You can see that the number of queries per second increased by 2000, not that much but the latency increases significantly from 5 to almost 50 milliseconds, and the most important part is that there are no errors.

Let’s see how PostgreSQL performs when you have 100 workers

# you might have to setup the database again if you did the clean up
go run . --postgres --workers 100

# Query database continuously with 100 users simultaneously
No. of queries batch  : 13682
No. of queries / sec  : 2736
Min query time        : 0.849ms
Max query time(100%)  : 1811.996ms
Max query time(99%)   : 361.879ms
Max query time(90%)   : 92.713ms
Avg query time        : 36.372ms
Total no. of queries  : 71547
Total no. of error    : 38

And the results are showing that if the number of simultaneous users increases from 10 to 100 PostgreSQL can handle 700 additional requests per second with a 361 millisecond latency.
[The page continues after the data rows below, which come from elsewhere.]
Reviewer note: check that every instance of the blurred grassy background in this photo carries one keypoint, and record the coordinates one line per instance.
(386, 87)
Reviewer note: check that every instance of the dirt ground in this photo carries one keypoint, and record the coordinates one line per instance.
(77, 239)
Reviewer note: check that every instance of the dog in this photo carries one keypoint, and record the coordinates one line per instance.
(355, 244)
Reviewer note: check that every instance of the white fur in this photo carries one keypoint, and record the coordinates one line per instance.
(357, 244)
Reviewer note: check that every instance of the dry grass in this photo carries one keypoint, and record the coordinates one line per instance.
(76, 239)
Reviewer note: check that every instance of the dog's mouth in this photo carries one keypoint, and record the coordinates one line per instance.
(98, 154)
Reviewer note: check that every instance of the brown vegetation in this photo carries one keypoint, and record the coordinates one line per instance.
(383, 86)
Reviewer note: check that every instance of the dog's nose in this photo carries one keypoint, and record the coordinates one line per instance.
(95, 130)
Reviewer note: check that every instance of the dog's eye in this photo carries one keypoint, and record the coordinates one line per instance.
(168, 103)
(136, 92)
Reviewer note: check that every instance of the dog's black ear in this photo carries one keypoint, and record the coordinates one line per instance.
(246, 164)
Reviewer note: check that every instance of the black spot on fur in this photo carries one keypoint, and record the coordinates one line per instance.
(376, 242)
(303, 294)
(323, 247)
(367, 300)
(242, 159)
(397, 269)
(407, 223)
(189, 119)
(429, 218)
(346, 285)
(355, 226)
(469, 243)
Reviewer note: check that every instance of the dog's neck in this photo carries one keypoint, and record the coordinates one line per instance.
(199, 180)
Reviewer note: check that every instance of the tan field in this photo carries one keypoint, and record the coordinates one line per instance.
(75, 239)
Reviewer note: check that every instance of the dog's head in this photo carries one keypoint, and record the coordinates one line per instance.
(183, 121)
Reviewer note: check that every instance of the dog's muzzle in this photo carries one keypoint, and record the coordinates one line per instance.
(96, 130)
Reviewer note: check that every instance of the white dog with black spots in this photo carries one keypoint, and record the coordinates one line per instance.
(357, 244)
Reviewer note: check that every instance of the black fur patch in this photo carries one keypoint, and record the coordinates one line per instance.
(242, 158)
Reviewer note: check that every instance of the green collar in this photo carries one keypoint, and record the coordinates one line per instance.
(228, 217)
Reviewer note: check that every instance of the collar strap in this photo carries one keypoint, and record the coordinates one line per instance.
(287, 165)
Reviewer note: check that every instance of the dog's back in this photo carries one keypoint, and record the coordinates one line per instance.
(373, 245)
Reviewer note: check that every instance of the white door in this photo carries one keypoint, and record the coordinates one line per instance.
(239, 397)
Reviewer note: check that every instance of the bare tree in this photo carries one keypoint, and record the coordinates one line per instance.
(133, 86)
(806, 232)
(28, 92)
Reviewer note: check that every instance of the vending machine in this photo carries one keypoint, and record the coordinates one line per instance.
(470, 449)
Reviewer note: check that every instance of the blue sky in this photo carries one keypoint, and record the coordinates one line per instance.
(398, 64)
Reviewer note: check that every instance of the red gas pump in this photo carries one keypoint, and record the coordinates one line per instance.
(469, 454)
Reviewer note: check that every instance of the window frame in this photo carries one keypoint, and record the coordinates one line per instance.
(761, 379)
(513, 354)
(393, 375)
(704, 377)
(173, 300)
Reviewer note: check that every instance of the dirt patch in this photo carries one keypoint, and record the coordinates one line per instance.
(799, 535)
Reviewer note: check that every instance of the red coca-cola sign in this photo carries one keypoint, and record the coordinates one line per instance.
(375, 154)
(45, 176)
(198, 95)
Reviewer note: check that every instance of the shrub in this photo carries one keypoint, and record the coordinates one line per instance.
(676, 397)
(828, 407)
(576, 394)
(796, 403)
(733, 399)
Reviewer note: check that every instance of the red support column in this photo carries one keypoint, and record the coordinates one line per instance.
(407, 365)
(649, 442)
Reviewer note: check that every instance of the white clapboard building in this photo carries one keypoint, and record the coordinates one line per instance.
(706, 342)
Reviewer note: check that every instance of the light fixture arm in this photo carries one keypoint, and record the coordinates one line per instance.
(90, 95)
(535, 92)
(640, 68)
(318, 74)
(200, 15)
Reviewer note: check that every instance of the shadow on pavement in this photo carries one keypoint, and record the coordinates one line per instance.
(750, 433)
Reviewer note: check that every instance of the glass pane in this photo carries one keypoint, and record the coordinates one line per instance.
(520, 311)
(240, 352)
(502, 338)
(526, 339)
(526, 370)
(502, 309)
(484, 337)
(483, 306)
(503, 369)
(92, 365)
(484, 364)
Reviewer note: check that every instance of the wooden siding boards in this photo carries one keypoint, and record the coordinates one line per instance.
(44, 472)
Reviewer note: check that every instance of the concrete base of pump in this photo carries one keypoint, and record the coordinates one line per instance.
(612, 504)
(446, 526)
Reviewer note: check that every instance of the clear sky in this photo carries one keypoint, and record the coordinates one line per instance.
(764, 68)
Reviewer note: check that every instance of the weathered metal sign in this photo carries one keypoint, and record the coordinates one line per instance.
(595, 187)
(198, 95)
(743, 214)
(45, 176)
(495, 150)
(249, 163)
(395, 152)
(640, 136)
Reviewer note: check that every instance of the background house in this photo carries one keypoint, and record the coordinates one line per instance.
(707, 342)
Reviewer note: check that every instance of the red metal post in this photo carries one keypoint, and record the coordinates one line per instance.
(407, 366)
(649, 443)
There one more important fact. At 100 workers the number of errors increased from 0 to 38, and this is a very important indicator that shows that your users will experience errors in the system, not just delays. So you have to adjust your code to handle this gracefully. Nothing is worst than an error page.

Conclusion

After all of this, my conclusion is that you always have to test the performance of your chosen database engine. Do not make a decision just based on what others are saying. Test it also on the actual hardware, cloud or on premise. You might be surprised by the results you will get. And if you think this is just something that is useful only at the beginning of the project, you are wrong. You can use it later to tweak the setting of your database deployment to perform as you expect it.

You can find the source code of this repository here github.com/gabihodoroaga/database-benchmark.